Editorial do Estadão
lembra que a Constituição deve ser protegida e respeitada, pois proíbe o
casuísmo da reeleição dos presidentes da Câmara e do Senado. A
alternância do poder é necessária:
Muitas vezes, o texto da Constituição de 1988 é criticado por ser
amplo demais, o que daria margem a interpretações conflitantes. Ao mesmo
tempo, é de reconhecer que, em muitas passagens, o legislador
constituinte foi claro, sem possibilidade de leituras divergentes. É o
que se vê, por exemplo, em relação à proibição de reeleição dos
presidentes da Câmara e do Senado. “Cada uma das Casas reunir-se-á em
sessões preparatórias, a partir de 1.º de fevereiro, no primeiro ano da
legislatura, para a posse de seus membros e eleição das respectivas
Mesas, para mandato de dois anos, vedada a recondução para o mesmo cargo
na eleição imediatamente subsequente”, diz o art. 57, § 4.º da
Constituição.
No entanto, a despeito da clareza do texto constitucional, há algum
tempo se observam tentativas para autorizar a reeleição dos presidentes
da Câmara e do Senado na mesma legislatura. Ainda no ano passado, diante
da notícia dessas movimentações, o presidente da Câmara, deputado
Rodrigo Maia (DEM-RJ), desautorizou qualquer ação para mantê-lo no
cargo. “Se ele (Alcolumbre) vai tratar desse tema no Senado, vai depois
colocar um problema na Câmara”, disse Maia ao Estado. “Eu não sou
candidato à reeleição em hipótese nenhuma.”
No mês passado, em Ação Direta de Inconstitucionalidade proposta pelo
PTB, o Senado, por meio de sua assessoria técnica, emitiu um parecer
heterodoxo, defendendo, a despeito dos termos do art. 57 da
Constituição, a possibilidade de reeleição dos presidentes da Câmara e
do Senado.
Segundo tal argumentação, “a função de membro das Mesas das Casas
Legislativas é função de natureza executiva” e que “os cargos das Mesas
do Parlamento desempenhariam indiscutível função atípica de execução
dentro do Poder Legislativo”. E, eis o pulo do gato, depois da Emenda
Constitucional (EC) 16/1997: “... a reeleição para um único período
subsequente está expressamente autorizada no texto constitucional para
os cargos executivos”.
“Se no Poder Executivo se admite a reeleição, também na função
executiva atípica dentro do Poder Legislativo deve-se permitir a
reeleição. Longe de prejudicar, a interpretação constitucional
legislativa em comento favorece a uma maior competitividade no processo
eleitoral parlamentar, pois, na prática, oportuniza que mais candidatos
possam se apresentar ao escrutínio de seus pares na escolha dos
ocupantes dos cargos diretivos das respectivas Casas Legislativas,
aumentando a legitimidade do escrutínio”, disse a assessoria jurídica do
Senado em parecer enviado ao Supremo Tribunal Federal (STF).

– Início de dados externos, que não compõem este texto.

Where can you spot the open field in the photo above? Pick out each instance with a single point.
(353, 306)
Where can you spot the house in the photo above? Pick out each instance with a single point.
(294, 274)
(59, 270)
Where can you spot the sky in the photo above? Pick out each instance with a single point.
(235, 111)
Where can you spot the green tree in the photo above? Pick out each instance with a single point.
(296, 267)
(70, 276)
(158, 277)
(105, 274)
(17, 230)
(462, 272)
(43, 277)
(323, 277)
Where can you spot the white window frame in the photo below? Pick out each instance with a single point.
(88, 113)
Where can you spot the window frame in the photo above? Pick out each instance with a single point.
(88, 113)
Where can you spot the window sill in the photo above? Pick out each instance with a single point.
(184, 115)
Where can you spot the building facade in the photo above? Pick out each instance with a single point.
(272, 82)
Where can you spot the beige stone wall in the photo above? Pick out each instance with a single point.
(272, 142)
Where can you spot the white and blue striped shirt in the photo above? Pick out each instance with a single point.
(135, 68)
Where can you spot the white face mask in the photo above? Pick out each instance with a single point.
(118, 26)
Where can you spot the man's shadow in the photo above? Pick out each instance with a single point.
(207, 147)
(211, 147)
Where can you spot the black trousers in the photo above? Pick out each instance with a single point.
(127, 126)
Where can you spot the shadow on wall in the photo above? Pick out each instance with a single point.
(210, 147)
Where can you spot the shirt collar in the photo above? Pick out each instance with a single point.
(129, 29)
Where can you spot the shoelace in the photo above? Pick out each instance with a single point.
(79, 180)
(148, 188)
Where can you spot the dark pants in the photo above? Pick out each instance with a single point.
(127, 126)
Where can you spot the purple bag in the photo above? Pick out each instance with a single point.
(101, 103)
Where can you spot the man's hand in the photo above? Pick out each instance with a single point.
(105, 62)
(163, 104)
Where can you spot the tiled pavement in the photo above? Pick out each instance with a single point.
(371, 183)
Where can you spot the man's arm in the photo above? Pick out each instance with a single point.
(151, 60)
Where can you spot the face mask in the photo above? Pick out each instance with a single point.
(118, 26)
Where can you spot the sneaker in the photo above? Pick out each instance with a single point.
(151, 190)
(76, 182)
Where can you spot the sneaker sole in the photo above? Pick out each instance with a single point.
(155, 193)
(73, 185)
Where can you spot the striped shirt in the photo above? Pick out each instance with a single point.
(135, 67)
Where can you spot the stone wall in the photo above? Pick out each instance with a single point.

Mais recentemente, sob o argumento de harmonizar o texto
constitucional com a EC 16/1997, a senadora Rose de Freitas (Podemos-ES)
apresentou a Proposta de Emenda Constitucional (PEC) 33/2020, para
modificar o art. 57, § 4.º. Em vez de “vedada a recondução para o mesmo
cargo na eleição imediatamente subsequente”, a senadora propõe permitir
“a recondução para o mesmo cargo para um único período subsequente”.
Em 1997, a aprovação do instituto da reeleição do presidente da
República, governadores e prefeitos foi fundamentada em duas razões –
dar maior amplitude de escolha para o eleitor e possibilitar a
concretização de políticas públicas de longo prazo. Nenhum desses
motivos pode ser aplicado às presidências da Câmara e do Senado. Além
disso, e aqui está o ponto mais contraditório, a EC 16/1997 não produziu
os efeitos esperados, tendo-se mostrado deletéria tanto nas eleições
(disparidade de condições entre os candidatos) como no exercício do
poder (o objetivo do governante se tornou perpetuar-se no poder).
Recentemente, em artigo publicado no Estado, o ex-presidente Fernando
Henrique admitiu que o instituto da reeleição “historicamente foi um
erro”. Na campanha de 2018, Jair Bolsonaro prometeu reforma política
para acabar com a reeleição, mas desde já é candidato à reeleição.
Não há razão para repetir no Legislativo uma medida que não funcionou
no Executivo, onde havia, ao menos em tese, motivos razoáveis para a
sua adoção. Que a Constituição seja protegida e respeitada, proibindo o
casuísmo desta reeleição. A alternância do poder é sempre necessária.